Essentially, if you’re saying “Let’s do a magic trick to get kids engaged in this topic,” but the trick takes a month to run AND only has a 30% chance of working… then why not tweak the trick to be more reliable?

### spin it many more times?

Part of this unreliability comes from the low number of spins — about 20 spins total, if you do it once every weekday for a month. The “easy” fix is to spin Dan’s spinner many more times … but it turns out you’d have to spin it about 4000 times to be 90% confident your prediction will be right. Even if you have the patience, that’s a lot of individual spins to track in your spreadsheet or wherever.

### use a MORE reliable spinner?

Another fix might be to change the spinner so that it works reliably given only 20 spins. First, we don’t want any of the sectors too small, else we might not hit them at all during our 20 spins, and then it becomes unpredictable. It turns out the smallest sector has to be at least about 1/9th of the spinner if you want to be 90% confident of hitting that sector at least once in those 20 spins.

(Let y ~ Binomial(p=1/9, n=20). Then prob(y>0) = 1-prob(y=0) = 0.905.)

If we round that up to 1/8th instead, we can easily use a Twister spinner (which has 16 equal sectors).

After playing with some different options, using the same simulation approach as the previous post, I found that the following spinner seems to work decently: 1/2 chance of $100, 3/8 chance of $150, and 1/8 chance of $1500. After 20 spins of this spinner, there’s about a 87% chance that the “$1500” will have been the winning bet, so you can be pretty confident about making the right bet a month in advance.

Unfortunately, predicting that spinner correctly is kind of unimpressive. The “$1500” is a fairly big slice, so it doesn’t look too risky.

### spin just a few more times and use a safer spinner!

What if we spin it just a few more than 20 times — say 60 times, so two or three times each day? That’s not too much data to keep track of. Will that let us shrink the smallest slice, while keeping predictability high, and thus making this all more impressive?

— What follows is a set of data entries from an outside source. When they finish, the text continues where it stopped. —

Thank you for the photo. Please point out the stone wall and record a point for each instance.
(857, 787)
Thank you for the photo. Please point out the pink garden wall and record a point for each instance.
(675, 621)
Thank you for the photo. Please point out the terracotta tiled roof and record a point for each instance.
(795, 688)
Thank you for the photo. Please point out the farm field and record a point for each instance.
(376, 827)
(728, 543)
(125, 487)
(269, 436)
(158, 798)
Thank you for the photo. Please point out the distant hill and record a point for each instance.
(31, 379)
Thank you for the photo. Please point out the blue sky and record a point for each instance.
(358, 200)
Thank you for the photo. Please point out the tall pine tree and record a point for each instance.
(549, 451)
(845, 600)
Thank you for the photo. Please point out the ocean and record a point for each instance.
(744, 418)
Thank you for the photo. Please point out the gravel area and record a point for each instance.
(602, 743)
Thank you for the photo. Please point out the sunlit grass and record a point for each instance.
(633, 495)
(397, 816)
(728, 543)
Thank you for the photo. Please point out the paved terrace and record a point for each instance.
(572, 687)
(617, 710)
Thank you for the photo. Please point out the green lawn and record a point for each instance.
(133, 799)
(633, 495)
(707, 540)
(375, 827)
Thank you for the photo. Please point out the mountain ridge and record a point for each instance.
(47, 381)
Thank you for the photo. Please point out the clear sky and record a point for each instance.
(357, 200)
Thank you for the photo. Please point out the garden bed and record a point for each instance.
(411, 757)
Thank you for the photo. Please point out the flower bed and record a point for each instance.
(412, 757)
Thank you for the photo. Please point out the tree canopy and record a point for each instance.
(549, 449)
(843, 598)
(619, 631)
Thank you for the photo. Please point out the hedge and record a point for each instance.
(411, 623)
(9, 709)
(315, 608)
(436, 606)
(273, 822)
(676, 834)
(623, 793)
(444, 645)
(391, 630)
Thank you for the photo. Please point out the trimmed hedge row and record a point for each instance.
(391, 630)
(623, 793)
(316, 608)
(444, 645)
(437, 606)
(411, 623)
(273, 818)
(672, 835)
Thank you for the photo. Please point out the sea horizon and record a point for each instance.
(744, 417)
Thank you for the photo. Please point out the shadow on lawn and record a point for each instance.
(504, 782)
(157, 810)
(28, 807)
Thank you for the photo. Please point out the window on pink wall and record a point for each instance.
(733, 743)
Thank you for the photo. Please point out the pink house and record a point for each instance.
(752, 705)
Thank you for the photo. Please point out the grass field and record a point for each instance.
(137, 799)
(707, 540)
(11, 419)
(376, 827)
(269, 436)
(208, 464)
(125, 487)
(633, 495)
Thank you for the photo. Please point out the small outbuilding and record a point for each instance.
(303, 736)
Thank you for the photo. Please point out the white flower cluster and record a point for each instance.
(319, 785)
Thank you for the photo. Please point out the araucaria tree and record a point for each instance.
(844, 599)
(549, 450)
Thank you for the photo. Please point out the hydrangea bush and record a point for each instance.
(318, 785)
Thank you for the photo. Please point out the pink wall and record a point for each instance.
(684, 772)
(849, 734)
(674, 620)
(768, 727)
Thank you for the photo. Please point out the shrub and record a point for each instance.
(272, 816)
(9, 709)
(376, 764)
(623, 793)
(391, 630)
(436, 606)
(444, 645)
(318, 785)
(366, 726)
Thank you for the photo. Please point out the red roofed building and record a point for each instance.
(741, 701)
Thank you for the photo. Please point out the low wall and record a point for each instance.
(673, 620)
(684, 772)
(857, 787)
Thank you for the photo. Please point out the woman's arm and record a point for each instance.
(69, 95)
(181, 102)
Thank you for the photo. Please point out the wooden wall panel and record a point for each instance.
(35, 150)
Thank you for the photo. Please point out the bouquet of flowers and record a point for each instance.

Turns out that if we know we’ll have about 60 spins, we can make the smallest slice 1/25th of the spinner and still be confident we’ll hit it at least once. Cool. If we want to keep the Twister board, and have the smallest slice be 1/16th of the circle, we actually have a 90% chance of hitting it at least twice. So that makes things even more predictable (for the teacher), while still making it less predictable (to the kids) than the previous spinner.

More messing around led to this suggested spinner: 1/2 chance of $100, 5/16 chance of $200, 1/8 chance of $400, and 1/16 chance of $2500. The chance that “$2500” is the right bet after 60 spins of this spinner is about 88%, so again you can make your bet confidently — but this time, the “right” answer doesn’t look as obvious.

In short, I’d recommend using this spinner for around 60 spins, rather than Dan’s spinner for 20 spins. It’s not guaranteed to be “optimal” but it’s far more reliable than the original suggestion.

If anyone tries it, I’d be curious to hear how it went!